Monday, June 25, 2007

Monday Movie Review: The Mighty

The Mighty (1998) 8/10
Max Kane (Elden Hensen) is in the seventh grade and "looks like Godzilla." He is silent, fearful, and enormous. Then "Freak" (Kieran Culkin) moves in next door. Freak has a rare bone disorder, walks using crutches, and has a hunchback. He is also extremely bright and well-read. The two form a friendship that carries them through the threat of street gangs, Freak's illness, and Max's haunted past.

My friend sent me a note on Netflix saying I simply must watch this movie with my son. And so I put it on the top of my queue and it came and we kept not watching it. Travel, his home tutoring, everything ate up our movie-watching time. So finally I called Netflix and asked them if they had a way of suspending the account for the summer. Turns out they do, even though it's nowhere on the website. So the woman said "You have The Mighty at home." And I said "Oh, I'll return that." And she said "Have you watched it?" And I said no and she said "Oh, you HAVE to! You should watch it with your son. It's so wonderful. I think I'll watch it tonight now that you've reminded me." So I watched it.

The Mighty does lovely and moving things. It shows the drama in an ordinary life. Max's life has, perhaps, not been ordinary at all. He's famous in his neighborhood, although the reasons for that fame are revealed slowly. What we know is that his father is a convicted murderer, and he lives with his grandparents. But for Max it's not really about murder and newspaper headlines, it's more about fear, and hiding under the bed, and being afraid to be looked at, and living inside a placid shell that hides the turmoil.
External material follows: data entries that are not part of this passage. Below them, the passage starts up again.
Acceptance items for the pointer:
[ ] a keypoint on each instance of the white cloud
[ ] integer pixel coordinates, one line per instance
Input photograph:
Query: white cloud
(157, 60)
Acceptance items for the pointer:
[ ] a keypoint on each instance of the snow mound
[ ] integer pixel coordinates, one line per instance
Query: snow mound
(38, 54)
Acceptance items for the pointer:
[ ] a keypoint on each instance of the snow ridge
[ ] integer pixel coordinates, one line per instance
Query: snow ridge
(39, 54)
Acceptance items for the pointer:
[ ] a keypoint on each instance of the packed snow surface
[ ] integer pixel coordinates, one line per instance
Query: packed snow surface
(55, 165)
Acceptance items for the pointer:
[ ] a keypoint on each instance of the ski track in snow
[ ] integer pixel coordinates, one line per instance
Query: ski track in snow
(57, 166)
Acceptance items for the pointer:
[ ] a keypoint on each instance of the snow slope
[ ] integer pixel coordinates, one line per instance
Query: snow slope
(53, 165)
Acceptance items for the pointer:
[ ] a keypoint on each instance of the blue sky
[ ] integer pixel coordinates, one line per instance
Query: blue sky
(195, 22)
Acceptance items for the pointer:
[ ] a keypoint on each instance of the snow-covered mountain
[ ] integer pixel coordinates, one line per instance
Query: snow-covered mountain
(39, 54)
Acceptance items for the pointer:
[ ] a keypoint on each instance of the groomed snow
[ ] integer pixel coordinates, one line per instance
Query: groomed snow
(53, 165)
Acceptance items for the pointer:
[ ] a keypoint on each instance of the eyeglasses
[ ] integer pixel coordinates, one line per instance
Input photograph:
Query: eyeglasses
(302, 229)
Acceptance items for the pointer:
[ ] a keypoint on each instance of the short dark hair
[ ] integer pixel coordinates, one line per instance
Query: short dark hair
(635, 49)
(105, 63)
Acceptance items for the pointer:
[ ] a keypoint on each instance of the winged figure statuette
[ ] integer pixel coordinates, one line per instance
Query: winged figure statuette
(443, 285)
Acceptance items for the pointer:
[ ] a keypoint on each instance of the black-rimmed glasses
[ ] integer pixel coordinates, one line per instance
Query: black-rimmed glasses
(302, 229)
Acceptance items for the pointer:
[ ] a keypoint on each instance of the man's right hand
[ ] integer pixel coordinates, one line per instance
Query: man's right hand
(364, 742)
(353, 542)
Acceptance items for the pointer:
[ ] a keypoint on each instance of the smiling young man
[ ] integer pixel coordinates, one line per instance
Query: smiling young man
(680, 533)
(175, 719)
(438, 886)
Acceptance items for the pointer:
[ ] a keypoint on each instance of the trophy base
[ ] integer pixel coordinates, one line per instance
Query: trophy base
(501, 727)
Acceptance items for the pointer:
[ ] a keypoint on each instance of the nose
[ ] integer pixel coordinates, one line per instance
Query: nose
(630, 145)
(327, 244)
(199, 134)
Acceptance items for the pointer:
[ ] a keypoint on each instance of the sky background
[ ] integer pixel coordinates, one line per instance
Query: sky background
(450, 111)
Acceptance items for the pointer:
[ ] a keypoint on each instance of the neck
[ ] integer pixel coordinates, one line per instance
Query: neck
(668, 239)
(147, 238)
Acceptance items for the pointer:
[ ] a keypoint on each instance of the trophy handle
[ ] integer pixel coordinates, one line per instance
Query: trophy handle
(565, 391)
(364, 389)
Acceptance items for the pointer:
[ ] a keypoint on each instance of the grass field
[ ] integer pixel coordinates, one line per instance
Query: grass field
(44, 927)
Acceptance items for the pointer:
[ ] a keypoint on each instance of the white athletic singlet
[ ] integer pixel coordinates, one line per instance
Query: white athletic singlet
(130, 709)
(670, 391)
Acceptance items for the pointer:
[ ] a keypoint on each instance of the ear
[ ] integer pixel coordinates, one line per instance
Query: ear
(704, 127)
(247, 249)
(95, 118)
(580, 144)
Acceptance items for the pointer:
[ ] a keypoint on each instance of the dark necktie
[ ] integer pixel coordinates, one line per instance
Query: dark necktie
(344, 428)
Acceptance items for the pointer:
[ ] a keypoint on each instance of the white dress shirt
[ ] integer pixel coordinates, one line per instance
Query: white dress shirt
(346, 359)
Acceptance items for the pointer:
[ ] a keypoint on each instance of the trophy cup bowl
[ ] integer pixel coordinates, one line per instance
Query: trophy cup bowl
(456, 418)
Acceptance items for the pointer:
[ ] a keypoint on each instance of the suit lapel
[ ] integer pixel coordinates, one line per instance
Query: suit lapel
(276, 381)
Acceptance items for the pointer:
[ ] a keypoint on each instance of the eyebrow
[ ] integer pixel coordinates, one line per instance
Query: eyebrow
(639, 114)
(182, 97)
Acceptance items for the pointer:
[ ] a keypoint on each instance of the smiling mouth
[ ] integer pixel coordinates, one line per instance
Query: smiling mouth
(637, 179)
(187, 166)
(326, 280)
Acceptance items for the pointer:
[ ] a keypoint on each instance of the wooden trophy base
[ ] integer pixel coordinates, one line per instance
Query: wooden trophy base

Freak can't live inside a shell, because his shell doesn't work very well for him. But he can live inside a glorious imagination and an intelligence that fuels it. He explores the world, invents toys, and believes himself to be a Knight of the Round Table. With Max's help, he can do heroic deeds and live up to a chivalrous code, a code that begins the work of healing Max's self-image.

There's a lot of clever editing in which knights in armor are interspersed with Freak and Max's adventures; it's not overdone, instead it's touching and fun. Despite the fantasy imagery, the movie remains pretty grounded until the end. There's a mid-point coincidence that is very "movie" and annoyed me a little, but only in the final fifteen minutes did I feel like my chain was being yanked, and then not hard.

The cast is overloaded. Gena Rolands, Harry Dean Stanton, and Sharon Stone have almost nothing to do; there's a little more going on with Meat Loaf, Gillian Anderson, and James Gandolfini, but the real work is done by the two "boys" (both actors were actually adults, but that's not really apparent).

Overall, I really do recommend this movie. It was charming and gritty in odd places. My only complaint is that it is "bookbound." That's probably not a word, but just as a stage-to-screen adaptation can feel "stagebound," and not "opened up" for film, I feel that some novel-to-screen adaptations are trapped inside the confines of their source material. It felt very literal, very page-by-page. I don't know if that's true—I haven't read the book—but the fact that it feels that way is enough.

By the way, Hollywood just sucks at titles. The source novel was called Freak the Mighty, which is a much better title; more distinctive, more memorable, more oddball. By contrast, "The Mighty" is an utterly forgettable title for a distinctive and oddball film.